In 2006, Hadoop was released as an open source database 0.1.0. It is based on Nutch, which is another open source database.

In 2008 the term ‘Data Science’ become a part of the language and it began to buzzword. DJ Patil of LinkedIn and Jeff Hammerbacher of Facebook have invested some money for initiating of Data science use as per buzzword.

In 2009 the term NoSQL has been re-established by John Oskarsson but its variation has been used since 1998. At that time, he arranged a discussion about ‘open source, non-relation Databases.’

Data scientist job increased in the year 2011. The conference and seminar about the Data science and Big data have been increased side by side. Data science become a face of profit and it includes with the corporate culture. In this year James Dixon who was the CTO of Pentaho, provide the concept of Data Lake and Data Warehouse. He promoted the difference between the Data Lake and Data Warehouse. According to him, Data Warehouse is a place where data is pre-categorized at the point of entry, wasting of energy and time. While Data Lake only stored the data without categorized it and data lake accepts the detail by using the non-relational database.

In 2013 IBM shows that in the last two year 90% of data has been created. In 2015 using a complex learning technic, Google voice and speech has been recognized. This is an amazing experienced and spirited performance.

In the past 10 years, data science is developed very quickly worldwide in the area of business and various organization. It became a most important part in academic research.

Some other factors become the sexiest job in the world

 
So what are the other factors to become data science so important and popular today? Because data became the most valuable resource in the world.
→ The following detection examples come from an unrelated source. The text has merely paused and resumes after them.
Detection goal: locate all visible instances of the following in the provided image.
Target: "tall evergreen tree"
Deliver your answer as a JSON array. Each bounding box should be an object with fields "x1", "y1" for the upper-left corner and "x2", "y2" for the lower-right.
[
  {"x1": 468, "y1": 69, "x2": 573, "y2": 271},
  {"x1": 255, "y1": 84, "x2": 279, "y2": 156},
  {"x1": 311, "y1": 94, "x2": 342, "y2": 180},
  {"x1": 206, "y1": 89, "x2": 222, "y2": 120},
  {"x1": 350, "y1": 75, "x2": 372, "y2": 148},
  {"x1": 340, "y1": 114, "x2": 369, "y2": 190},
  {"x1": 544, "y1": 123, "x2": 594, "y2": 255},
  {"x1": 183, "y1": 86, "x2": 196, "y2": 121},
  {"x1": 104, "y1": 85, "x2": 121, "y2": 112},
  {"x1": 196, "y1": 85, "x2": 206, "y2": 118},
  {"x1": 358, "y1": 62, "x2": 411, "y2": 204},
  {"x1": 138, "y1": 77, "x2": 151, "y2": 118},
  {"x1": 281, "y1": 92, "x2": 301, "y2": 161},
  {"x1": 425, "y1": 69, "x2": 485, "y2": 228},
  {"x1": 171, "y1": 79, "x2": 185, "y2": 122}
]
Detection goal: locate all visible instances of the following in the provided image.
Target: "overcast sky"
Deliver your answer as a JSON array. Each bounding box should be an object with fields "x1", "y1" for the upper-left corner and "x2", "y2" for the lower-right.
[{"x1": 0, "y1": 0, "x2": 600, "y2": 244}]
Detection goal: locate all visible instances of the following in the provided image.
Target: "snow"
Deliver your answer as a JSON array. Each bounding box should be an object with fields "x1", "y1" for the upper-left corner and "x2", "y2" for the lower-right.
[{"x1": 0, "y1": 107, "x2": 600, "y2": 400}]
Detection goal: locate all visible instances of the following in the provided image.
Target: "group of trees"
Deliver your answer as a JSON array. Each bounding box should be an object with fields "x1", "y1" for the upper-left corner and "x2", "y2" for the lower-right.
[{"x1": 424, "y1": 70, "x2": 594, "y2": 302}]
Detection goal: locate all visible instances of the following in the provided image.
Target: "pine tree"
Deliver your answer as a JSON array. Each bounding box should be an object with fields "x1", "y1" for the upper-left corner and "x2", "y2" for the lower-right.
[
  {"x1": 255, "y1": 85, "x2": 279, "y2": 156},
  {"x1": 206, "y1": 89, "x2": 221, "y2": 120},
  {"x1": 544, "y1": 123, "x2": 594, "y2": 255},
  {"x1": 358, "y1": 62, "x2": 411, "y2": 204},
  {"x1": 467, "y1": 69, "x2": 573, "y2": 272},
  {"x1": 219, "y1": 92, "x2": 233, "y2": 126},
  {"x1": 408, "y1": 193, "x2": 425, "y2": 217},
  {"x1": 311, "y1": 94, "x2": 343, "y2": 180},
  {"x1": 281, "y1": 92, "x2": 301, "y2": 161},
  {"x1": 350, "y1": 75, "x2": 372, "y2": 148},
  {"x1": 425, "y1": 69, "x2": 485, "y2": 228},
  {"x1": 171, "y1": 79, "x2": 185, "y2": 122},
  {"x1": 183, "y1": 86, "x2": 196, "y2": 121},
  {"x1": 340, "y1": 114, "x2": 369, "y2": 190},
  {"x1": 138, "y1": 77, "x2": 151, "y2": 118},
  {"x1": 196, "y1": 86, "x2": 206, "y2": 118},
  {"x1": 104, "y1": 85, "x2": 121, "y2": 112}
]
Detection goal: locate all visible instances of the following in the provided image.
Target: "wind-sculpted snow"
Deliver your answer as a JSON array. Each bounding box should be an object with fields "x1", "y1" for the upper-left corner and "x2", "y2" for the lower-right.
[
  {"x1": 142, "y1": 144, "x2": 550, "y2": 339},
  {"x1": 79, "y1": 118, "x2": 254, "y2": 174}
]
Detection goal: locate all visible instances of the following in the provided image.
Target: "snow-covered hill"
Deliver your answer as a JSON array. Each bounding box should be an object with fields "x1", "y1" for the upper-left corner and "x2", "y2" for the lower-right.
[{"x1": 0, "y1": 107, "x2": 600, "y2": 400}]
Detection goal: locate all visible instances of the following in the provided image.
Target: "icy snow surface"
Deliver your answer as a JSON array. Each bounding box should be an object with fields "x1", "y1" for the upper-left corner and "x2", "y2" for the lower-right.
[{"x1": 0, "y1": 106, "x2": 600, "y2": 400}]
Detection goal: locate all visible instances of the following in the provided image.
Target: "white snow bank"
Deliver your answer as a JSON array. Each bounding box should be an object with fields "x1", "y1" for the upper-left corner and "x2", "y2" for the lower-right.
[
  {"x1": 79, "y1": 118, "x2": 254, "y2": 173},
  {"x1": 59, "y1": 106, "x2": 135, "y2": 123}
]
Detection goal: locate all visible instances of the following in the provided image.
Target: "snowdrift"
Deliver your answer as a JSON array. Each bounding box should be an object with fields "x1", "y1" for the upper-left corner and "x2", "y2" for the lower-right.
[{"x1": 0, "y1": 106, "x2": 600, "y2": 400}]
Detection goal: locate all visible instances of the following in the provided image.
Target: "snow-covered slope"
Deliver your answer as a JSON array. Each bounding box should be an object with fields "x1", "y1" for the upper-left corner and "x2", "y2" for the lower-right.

Forbs cited “Data is the new oil”. But how come so many data is being generated. Let me give a small example

  1. You have purchased a product (let’s say an XXXX headphone) from online store ABC.COM
  2. You have shared that “Breaking news” on social media By tagging both ABC.COM and XXXX
  3. Finally, you have reviewed that product by sharing your experience with the product

These 3x activity has been generated some data an now how it would be reused. I will discuss a few high-level points,

  • From XXXX price ABC.Com would try to understand on which category you should be fall in based on expense nature
  • Why did you choose XXXX over another band? Let’s say you did some research by comparing other product before buying it, they will review what other product has reviewed.
  • Based on your product review they will see if share same ideas with other customers
  • If you are a frequent customer they may try to predict what would be the next purchase to identify your buying pattern.
  • On the other hand, your friends start asking about the product on social media. Based on the comments etc. product vendor may try to understand other previous customer reaction and there is any demand at all.
  • Since both ABC.COM and XXXX manufacturer has been tagged on your post some of your friends who were not aware of such might show some interest and may visit those social media page. And may “Like” or comment something. Based on this XXXX Product Company would try to understand the potential customer.

Now this list would get bigger and may become endless. The scenarios I have mentioned above requires a systematic approach to extract that information. Most importantly data won’t be available the same way for example in social n/w data may appear a bit different way than ABC.com. There is 2 distinct target for both ABC.COM XXXX manufacturer while extracting those insights from your activity. Say you have commented bad reviews on headphone on social media whereas you have praised ABC.Com for prompt delivery or maybe the vice versa. But both of them would try to understand how that affects you. Let’s say you have bad or good delivery experience with ABC.Com on all previous occasion.